Virginia’s Democratically controlled General Assembly has passed a law that broadens voting rights. But as it goes one way, the state GOP goes another – not with a crackdown on voting rights, but with a new convention plan that few truly understand.
So why did it go down this route? Some claim that Republicans have always been fearful of traditional primaries because in Virginia one doesn’t have to belong to a particular party to vote in a primary. That could mean that Democrats could have an unfair advantage in some areas.
The other reason is to block Amanda Chase. The state senator from Chesterfield County has been pushing over-the-top antics, such as wearing a revolver in the legislature. Her populist panache has benefitted her in polls.
A recent poll by Christopher Newport University places Chase at the top with 17 percent with Kirk Cox following with 10 percent. Most polled were undecided.
Chase’s shenanigans have been broadcast nationally and that has some Republicans, who haven’t held the three statewide offices since 2013, feeling skittish about the state’s image.
Add to that Virginia is getting bluer. It voted for Obama, Clinton and Biden – a remarkable change for a state that was once the most conservative in the South.
Although he draws strong support from some Virginians, Trump was largely ignored by many Republicans. A Chase victory would keep Trumpism alive.
“Chase would be deeply problematic for them,” Farnsworth says. In a recent example, Chase announced she was “sick” when a Minneapolis jury convicted police officer Derek Chauvin of murdering George Floyd, an unarmed Black man, by choking him while handcuffed. The slaying touched off national protests, including many in Richmond.
Cox is a safer, known entity who flashes back to days when Republicans were seen as reliable, responsible conservatives with a bent towards helping Big Business. They typically followed a steady career track – work at the party, service as a local or state legislator, or a stint as a commonwealth’s attorney.
- Scott Elmquist
- Veteran legislator Kirk Cox, shown at the unveiling of the Virginia Women’s Monument in October 2019, is seen as reliable and steady.
A shining example of the old-style Republicanism was Eric Cantor, a well-mannered and well-heeled scion of a respected Richmond family who was ousted by Dave Brat with tea party help.
Candidates Johnson, de la Pena and Duran don’t appear to have much name recognition. But what about Youngkin and Snyder?

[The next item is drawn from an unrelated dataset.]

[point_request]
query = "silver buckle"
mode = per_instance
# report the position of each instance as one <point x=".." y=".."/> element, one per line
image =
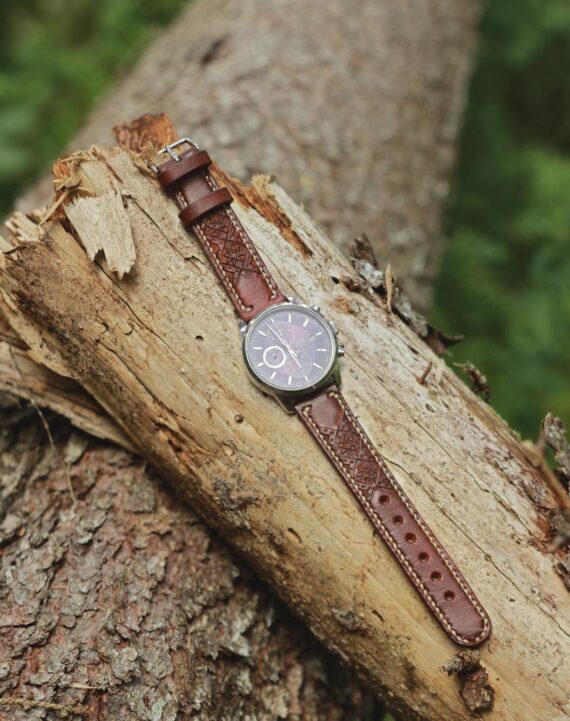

They are quite similar in that they worked their way to considerable wealth and have spent much of their lives in Northern Virginia although Youngkin grew up in Richmond’s Bon Air neighborhood and Virginia Beach.

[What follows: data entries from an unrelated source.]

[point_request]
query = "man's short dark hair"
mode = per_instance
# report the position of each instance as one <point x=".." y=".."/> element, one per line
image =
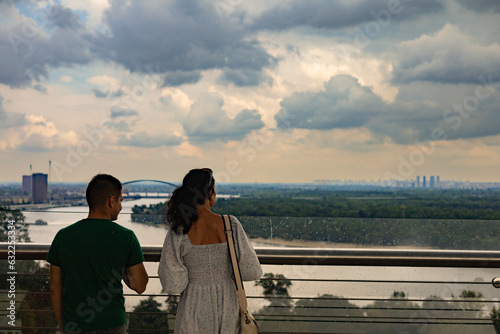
<point x="100" y="188"/>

Snyder made millions in social media and by being an angel investor. According to WRIC-TV, he has raised more than $6.8 million and he and his wife, Burson, have contributed $5.1 million. Youngkin, whose net worth is listed as more than $300 million, has raised $7.6 million and has tapped $5.5 million of his own money.
- Matt Gagnon
- Pete Snyder made millions in the social media industry.
The two men have unleashed a series of tough television ads accusing the other of not being conservative enough. That leads analyst Holsworth to note that the complex “unassembled convention” could be a big help for them.
“They are going to hire mathematicians to tell people how to vote,” he says. “They are appealing to the lowest part of the party. This is a battle for the Trump base.”